One thing I find, is that business logic can be sprinkled all over an application - a bit in the component, a bit in the route, a bit in the controller, a bit in the model, and a bunch more in the template(s). I think that the Ember framework provides patterns for developing single page apps which are great. Perhaps, we also need some encouragement as a community to model solutions thoroughly and utilize framework objects to connect to our business logic - that is through our UI model objects vs. complex components and service combinations.

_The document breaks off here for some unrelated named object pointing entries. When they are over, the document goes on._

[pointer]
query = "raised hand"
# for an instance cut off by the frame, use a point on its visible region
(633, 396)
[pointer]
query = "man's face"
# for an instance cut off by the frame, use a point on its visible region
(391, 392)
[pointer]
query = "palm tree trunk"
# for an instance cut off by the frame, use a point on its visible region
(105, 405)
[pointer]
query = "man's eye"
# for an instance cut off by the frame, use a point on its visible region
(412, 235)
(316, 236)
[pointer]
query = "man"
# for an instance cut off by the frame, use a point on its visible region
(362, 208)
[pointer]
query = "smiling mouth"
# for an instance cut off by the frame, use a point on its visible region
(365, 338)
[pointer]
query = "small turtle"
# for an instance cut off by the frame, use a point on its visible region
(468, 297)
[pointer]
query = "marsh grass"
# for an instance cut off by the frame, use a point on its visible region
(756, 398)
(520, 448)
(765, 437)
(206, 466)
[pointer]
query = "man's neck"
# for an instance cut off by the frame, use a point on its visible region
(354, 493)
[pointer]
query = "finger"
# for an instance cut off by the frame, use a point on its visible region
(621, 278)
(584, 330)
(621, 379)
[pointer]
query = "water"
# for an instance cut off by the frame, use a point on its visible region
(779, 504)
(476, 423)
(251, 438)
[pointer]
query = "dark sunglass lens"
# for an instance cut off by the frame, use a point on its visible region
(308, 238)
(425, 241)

I get that Ember provides Service and Component objects which can be leaned on heavily; as well as a default solution for data models (persistence). These are great tools for building applications on.
Ember.Object
Can we just use class, I do. The ember-cli-typescript addon encourages the use of classes and extending EmberObject. I think current appliation code should utilize class syntax vs. EmberObject.exend().
A11y
Good solutions exist for accessibility (A11y) provided through addons. As a commnity I hope we can leverage these and share our success stories more.
Routing
There are lots of bugs in the issue tracker for routing. I know Ember has gone though various router implementations. But, what if the router was an addon? And, a simple alternate option existed as well? Perhaps a router that just has a function to match the request URI and a function to render. Maybe ember-simple-router?
Code splitting
I am sure everyone is like yeah is there a way to break up the large assets and load modules on demand? Is that solution the ‘engines’ solution? Well, I imagine someone is working on this and I look forward to using it one day :)
Wrap up
I am so happy be be a part of a JavaScript community which advances standards (e.g. JS modules) and tooling - while keeping me productive and happy. I like that there is room to experiment as well. And, since the framework evolves by learning from the success of other libraries and tools our applications do not grow stale; we can avoid becoming legacy developers (even though that is a sign of some success, maintaining a legacy application that is). Some things I’m interested in, but have not explored with Ember, are using tools like RxJS or other reactive patterns.